The Harvard Gazette featured three PLAPers—Milo Inglehart, Megan Barnes, and Jake Meiseles—in an article about Harvard Law School’s capital punishment clinic. Meiseles, Barnes, and Inglehart took Professor Carol Steiker’s Capital Punishment Clinic as 2Ls during their January term.  In the article, they describe the problematic and horrific use of the death penalty in the U.S. criminal justice system.

Read the full article in the Harvard Gazette.

In the article, Meiseles explained, “Many of the men sentenced to death ended up there due to prosecutorial misconduct, inadequate lawyers, and terrible racial undercurrents in the criminal justice system, and some are innocent. It’s a terrible injustice that we as a society should not be tolerating.”

The criminal legal system affects a huge number of those in the U.S., and especially people of color. PLAPers are committed to fighting for justice at all stages of the legal system. PLAPers are not only involved in representing clients before the Massachusetts Parole Board and the Department of Corrections, but many of them also work to reform and combat many the system as a whole. For instance, PLAPers often take coursework about criminal law, as well as clinical courses where they practice under the supervision of an attorney. These include the Capital Punishment Clinic, taught by Professor Steiker, the Criminal Justice Institute, led by Professor Dehlia Umunna, and the Crimmigration Clinic, lead by Professor Phil Torrey.

For Inglehart, Barnes, and Meiseles, death penalty work demonstrated one of the ways our criminal legal system is fundamentally broken and unjust. Barnes believes that heightened awareness will lead to change. “If more people would educate themselves about what’s truly happening in capital punishment in America, how fundamentally unfair and unjust is, it would be abolished tomorrow,” she insisted, “if people understood that death row prisoners are not monsters, and that quite often they’re poor and lack adequate lawyers, there’d be calls for massive reforms.”

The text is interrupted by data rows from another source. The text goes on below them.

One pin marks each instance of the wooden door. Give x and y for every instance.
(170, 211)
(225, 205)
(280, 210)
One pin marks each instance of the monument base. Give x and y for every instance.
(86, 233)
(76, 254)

The time Inglehart, Meiseles, and Barnes spent working on capital punishment allowed them to see up close the outrageous nature of the system. Inglehart stated, “The main takeaways for me are first the overwhelming injustice of how the death penalty is meted out, and the importance of working to remedy that.”

These experiences strengthen the skills and dedication of student attorneys in their representation of clients. Much of PLAP’s work involves high stakes issues. For instance, PLAPers represent those with life sentences before the Massachusetts Parole Board. If successful, an incarcerated person with a life sentence will be able to leave prison. Additionally, PLAPers represent clients in disciplinary hearings before the Department of Corrections. In many of these hearings, their clients face tough sanctions, such as solitary confinement, a tool used regularly in the Massachusetts prison system.

PLAP is proud of its members for their work and dedication to their clients and especially proud of the work they do throughout the criminal legal system.